Work on a cell line with a ROS1 rearrangement showed that it responded to an experimental ALK inhibitor (TAE684), then that XALKORI could also inhibit these cells. This led to a patient with a ROS1 rearrangement receiving XALKORI as a component of a clinical trial. As we've come to sometimes see with XALKORI given to patients with an ALK rearrangement, the response was dramatic, with near complete resolution of his advanced bronchioloalveolar carcinoma (BAC), as dramatically illustrated in the images below:
While the published experience of XALKORI for ROS1-positive NSCLC is limited to one patient, there are about a dozen patients out there right now with a ROS1 rearrangement who have started XALKORI, and like Craig, most are doing very well on it. Dr. Shaw relayed to me that she's seen particularly impressive responses in the patients with BAC who have a ROS1 rearrangement and have received XALKORI (though this observation is based on just a few patients).
Others with a ROS1 rearrangement are waiting in the wings, generally because they're doing well on their current therapy.
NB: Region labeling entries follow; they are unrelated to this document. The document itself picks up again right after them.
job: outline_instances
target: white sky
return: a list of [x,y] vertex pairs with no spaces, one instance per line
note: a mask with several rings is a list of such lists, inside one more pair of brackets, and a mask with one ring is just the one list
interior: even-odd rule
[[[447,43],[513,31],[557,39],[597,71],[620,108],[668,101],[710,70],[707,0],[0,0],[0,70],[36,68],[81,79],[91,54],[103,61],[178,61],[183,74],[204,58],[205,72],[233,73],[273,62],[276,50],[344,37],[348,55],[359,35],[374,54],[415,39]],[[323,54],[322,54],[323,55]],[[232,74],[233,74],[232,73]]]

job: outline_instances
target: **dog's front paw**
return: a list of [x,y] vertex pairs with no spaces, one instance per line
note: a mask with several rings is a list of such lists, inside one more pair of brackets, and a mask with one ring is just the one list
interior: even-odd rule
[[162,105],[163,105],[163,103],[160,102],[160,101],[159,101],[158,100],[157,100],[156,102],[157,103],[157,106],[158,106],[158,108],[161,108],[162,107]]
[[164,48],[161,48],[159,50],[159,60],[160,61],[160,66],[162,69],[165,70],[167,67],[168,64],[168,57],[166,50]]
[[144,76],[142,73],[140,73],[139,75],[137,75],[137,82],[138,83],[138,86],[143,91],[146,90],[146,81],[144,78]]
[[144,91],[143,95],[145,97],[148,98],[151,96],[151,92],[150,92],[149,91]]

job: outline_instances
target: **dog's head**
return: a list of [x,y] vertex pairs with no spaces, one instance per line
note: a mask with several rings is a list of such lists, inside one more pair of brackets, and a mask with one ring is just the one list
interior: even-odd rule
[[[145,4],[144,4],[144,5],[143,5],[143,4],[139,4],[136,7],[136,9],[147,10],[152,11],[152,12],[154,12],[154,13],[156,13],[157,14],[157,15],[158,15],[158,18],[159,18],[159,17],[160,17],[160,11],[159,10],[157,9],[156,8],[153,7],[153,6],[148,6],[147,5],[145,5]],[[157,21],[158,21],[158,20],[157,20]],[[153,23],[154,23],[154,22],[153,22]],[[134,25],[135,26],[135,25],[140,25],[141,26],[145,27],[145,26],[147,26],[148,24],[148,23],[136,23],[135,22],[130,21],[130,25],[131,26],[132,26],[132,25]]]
I met one such patient in my own clinic this week; she has done remarkably well on Alimta (pemetrexed), which has also been reported to be unusually effective for patients with an ALK rearrangement, with a plan to start XALKORI on clinical trial when a new treatment is needed.
Obviously, we'll need to get a larger experience with XALKORI in ROS1-positive patients, but there's plenty of reason to be very optimistic when the clear majority of the first dozen patients experience a dramatic response. This leads to a discussion of the limited number of patients with a ROS1 rearrangement, which will probably amount to about 2000-3000 patients per year in the US. That's not a lot, but if we can see dramatic and long-lasting responses (the latter is still too early to speak to right now) in the clear majority of these patients, it raises the incentive greatly for testing. Right now, that's available at just a few centers (I believe only MGH and University of Colorado, but others may be coming on line soon). In the future, though, with more and more patients getting adequate amounts of tissue for molecular testing, and now a growing collection of markers important to test for, we'll likely soon see new testing platforms developed that will test for a panel of multiple relevant markers all from one sample.
Though these smaller and geographically dispersed patient populations engender new challenges for research and routine clinical practice, the finding of more and more of these targets in small subgroups that receive big benefits from the right targeted therapy just raises the value proposition of crossing the chasm into the world of molecular oncology. We're only going to continue to identify more subgroups that will be appropriate candidates for individualized treatments.